The Biometrics Yo-Yo
The energy crisis is a real yo-yo. As a barrel of oil approaches $150, President Bush recommends lifting of the offshore drilling ban and Texas oilman T. Boone Pickens talks about wind and natural gas on network TV. Almost immediately, oil nose-dives to $125 a barrel. But what happens when the Congress refuses to lift the ban? Will it go up again?
The situation with biometrics is similar. After a long period of yo-yo market emergence — the ups from users wanting to replace cards and passwords, and the downs from tech admissions of less than perfect performance — the biometrics market continues to have appetite binges followed by burps of digestion. At this point, the binges seem to be winning.
Work Needed, But Promise Seen
After a lot of industry experience in certain applications, we can now conclude that biometrics are not perfect solutions.

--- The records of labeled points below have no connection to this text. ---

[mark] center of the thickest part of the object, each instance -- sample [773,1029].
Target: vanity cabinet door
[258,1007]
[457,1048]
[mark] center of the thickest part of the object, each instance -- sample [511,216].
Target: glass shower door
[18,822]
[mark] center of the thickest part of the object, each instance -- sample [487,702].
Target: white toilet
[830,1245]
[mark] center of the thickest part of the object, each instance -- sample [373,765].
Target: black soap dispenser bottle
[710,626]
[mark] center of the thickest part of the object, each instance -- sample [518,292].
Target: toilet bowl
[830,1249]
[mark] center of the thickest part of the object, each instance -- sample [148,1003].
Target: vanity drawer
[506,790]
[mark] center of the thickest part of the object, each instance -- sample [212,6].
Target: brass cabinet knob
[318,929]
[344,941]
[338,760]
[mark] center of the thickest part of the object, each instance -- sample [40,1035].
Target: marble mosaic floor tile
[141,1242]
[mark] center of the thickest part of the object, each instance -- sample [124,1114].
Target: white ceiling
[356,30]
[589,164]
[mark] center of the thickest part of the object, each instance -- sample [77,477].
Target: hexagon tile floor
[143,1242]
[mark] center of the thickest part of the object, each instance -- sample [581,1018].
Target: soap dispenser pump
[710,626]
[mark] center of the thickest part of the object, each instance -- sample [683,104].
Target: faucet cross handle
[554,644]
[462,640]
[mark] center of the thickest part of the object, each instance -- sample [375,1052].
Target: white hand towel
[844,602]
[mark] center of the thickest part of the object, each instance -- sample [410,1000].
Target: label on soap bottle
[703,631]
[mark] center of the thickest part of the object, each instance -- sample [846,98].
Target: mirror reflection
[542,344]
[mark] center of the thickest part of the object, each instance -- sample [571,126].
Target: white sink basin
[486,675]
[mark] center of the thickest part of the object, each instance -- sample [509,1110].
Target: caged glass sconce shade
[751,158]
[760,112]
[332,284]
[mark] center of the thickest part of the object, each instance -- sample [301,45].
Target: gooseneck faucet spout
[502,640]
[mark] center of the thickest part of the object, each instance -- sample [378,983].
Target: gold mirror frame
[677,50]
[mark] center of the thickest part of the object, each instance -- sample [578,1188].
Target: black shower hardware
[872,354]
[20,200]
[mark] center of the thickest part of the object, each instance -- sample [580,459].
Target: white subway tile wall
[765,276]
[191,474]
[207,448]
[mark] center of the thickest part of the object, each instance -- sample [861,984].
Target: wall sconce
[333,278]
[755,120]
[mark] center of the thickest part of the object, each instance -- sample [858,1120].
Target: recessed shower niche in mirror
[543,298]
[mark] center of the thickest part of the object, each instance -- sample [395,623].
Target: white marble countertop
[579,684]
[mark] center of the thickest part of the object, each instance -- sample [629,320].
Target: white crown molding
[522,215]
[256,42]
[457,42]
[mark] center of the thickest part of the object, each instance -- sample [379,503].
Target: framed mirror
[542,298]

However, they don’t always have to be perfect since the vulnerabilities of cards and passwords are fairly easy targets to conquer in the right user settings. Hand geometry systems work pretty well for outdoor access and automated fingerprint identification systems (AFIS) do the same in their applications.
Voice, facial and vein applications, however, can present problems that can be pedestrian in nature, such as slowdowns in high user population throughput as well as higher-than-desired identity error rates. Yet biometric backers are still working to find that big application — the one that will demonstrate a big security user’s success in proving that biometrics are truly practical solutions to the accurate capture of human IDs without any reliance on back-up systems.
Where will these market applications arise? Will it be in a government setting, or a commercial high-value location?
The opportunities are considerable. In governmental circles, we have, at minimum, the need to identify every individual trying to enter the United States legally, know who is speaking to whom about policy and issues across the Internet, and protect our vast inventory of increasingly secure military and civilian assets. In the commercial market, there is private demand for the R&D, database, paper record and lab aspects of enterprise convergence. There is also a call for high level, scientific, financial and planning communications in large firms, as well as financial arbitrage, fiduciary transactions, corporate M&A and banking services.
Threats Spur Action
Will we ever see a biometrics replacement of old card readers on thousands of hotel doors, corporate entrances and engineering departments, or large stadium entrances to protect against a Tom Clancy-like disaster? Prior to the Cold War era, security planners needed evidence of a problem before taking steps to protect against a future recurrence. Now we have to act based on threats, not evidence, because some of the threats are so huge that no one wants to take the risk of inadequate protection.
Various estimates of the biometric market have been developed and taken everything into consideration, but we believe it all depends on the world’s current assortment of imputed threats.